Aber nicht der kulturelle Austausch ist NDiayes Hauptthema, sondern sozio-kultureller Ausschluss in vielen Varianten. Die Familie bietet da keinen Schutz, im Gegenteil: kein Zusammenhalt, nirgends. Marie NDiyaes prekär gemischte afro-französische Familien von entwurzelten, gescheiterten Vätern, unzuverlässigen Ehepartnern, desorientierten, haltlosen Kindern sind der eigentliche Austragungsort für alle gesellschaftlichen Konflikte. Auch Morde kommen vor.

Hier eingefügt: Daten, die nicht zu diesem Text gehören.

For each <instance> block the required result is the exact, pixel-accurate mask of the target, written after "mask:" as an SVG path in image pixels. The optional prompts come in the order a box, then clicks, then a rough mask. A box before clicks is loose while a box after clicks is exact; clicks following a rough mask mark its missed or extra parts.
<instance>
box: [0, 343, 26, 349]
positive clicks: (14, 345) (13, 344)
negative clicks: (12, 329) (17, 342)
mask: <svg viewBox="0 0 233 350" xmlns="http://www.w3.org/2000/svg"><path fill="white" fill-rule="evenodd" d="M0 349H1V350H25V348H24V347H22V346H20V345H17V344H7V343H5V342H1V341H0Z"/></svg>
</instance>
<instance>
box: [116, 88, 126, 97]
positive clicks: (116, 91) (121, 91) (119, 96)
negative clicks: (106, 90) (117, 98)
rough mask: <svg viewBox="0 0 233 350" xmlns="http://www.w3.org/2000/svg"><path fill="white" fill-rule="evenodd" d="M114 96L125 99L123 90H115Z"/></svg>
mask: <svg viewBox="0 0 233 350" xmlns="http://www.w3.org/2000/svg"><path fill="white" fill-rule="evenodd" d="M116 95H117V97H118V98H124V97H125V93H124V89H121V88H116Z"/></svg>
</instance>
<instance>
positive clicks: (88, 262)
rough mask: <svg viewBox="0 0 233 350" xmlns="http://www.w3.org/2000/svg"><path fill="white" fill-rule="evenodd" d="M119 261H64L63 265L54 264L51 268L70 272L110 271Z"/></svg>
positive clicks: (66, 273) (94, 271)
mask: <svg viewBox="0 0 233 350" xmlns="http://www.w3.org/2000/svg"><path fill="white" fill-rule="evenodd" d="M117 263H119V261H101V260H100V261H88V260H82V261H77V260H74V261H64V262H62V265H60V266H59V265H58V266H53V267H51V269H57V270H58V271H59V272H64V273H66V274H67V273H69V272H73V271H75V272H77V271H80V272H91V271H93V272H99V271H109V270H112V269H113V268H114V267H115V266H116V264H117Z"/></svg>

Die Männer machen in allen drei Erzählungen denkbar schlechte Figur – als Kontrastfolie für die Frauen, denen Marie NDiayes besonderes Augenmerk gilt. Die afro-französische Rechtsanwältin Norah, die senegalesische Lehrerin Fanta, die afrikanische Analphabetin Khady – alle drei werden von den Männern in die Opferrolle gedrängt, aber alle drei widersetzen sich und wahren ihre Würde, so unterschiedlich sie sind und so extrem ihre Notlagen auch sein mögen.
Die Juristin Norah wird von ihrem senegalesischen Vater, den sie seit Jahren nicht gesehen hat, aus Paris nach Dakar gerufen. Er will sie nötigen, ihren Bruder vor Gericht zu verteidigen, der wegen angeblichen Mordes an seiner Stiefmutter im Gefängnis sitzt. Norahs Vater ist ein Familientyrann, ein manipulativer, verlogener Egozentriker. Ihr Bruder ist ein verwöhntes, nichtsnutziges Vatersöhnchen. Ihr deutscher Ehemann ist ein charmanter Schmarotzer, der sich von ihr aushalten lässt. Norah behält sich vor, wie sie reagieren, wie sie sich gegen die väterliche Zumutung wehren wird. Kann sein, dass sie den Kampf gegen den Vater aufnimmt.
So, wie es sich auch Fanta vorbehält, ob sie es weiterhin bei ihrem windigen und neurotisch gestörten französischen Ehemann Rudy aushalten oder ob sie diesen verlassen will. Rudy hat sie unter falschen Vorspiegelungen dazu verleitet, ihren guten Job als Lehrerin am Lyzeum in Dakar aufzugeben und ihm in die französische Provinz zu folgen, wo sie ihren Beruf nicht ausüben darf und nun als unglückliche Hausfrau versauert.
Am übelsten mitgespielt wird der Heldin der dritten Erzählung. Als junge Witwe wird Khady von ihrer Schwiegerfamilie in Dakar als nutzlose Esserin vor die Tür gesetzt und einem Schlepper überantwortet: Er soll sie nach Europa schleusen.
Die illegale Einwanderung gelingt Khady allerdings nicht. Nach entsetzlichen Leiden und Misshandlungen unterwegs – sie wird ausgeraubt und zur Prostitution gezwungen – und nach jahrelangem Herumirren in Wüstenstädten stirbt sie völlig entkräftet an den Stacheldrahtzäunen, die Europa gegen Afrika abgrenzen und die sie nicht übersteigen kann.
Und doch entwickelt sie ungeahnte Seelenstärke, indem sie verstehen lernt, wie ihre bisher unbegriffene, begriffslose Welt funktioniert. Ihre Würde, ihr unerschütterliches Selbstbewusstsein liegt in ihrem Namen, den sie sich immer wieder vorsagt: Sie ist Khady Demba, "in ihrer ganzen Einzigartigkeit".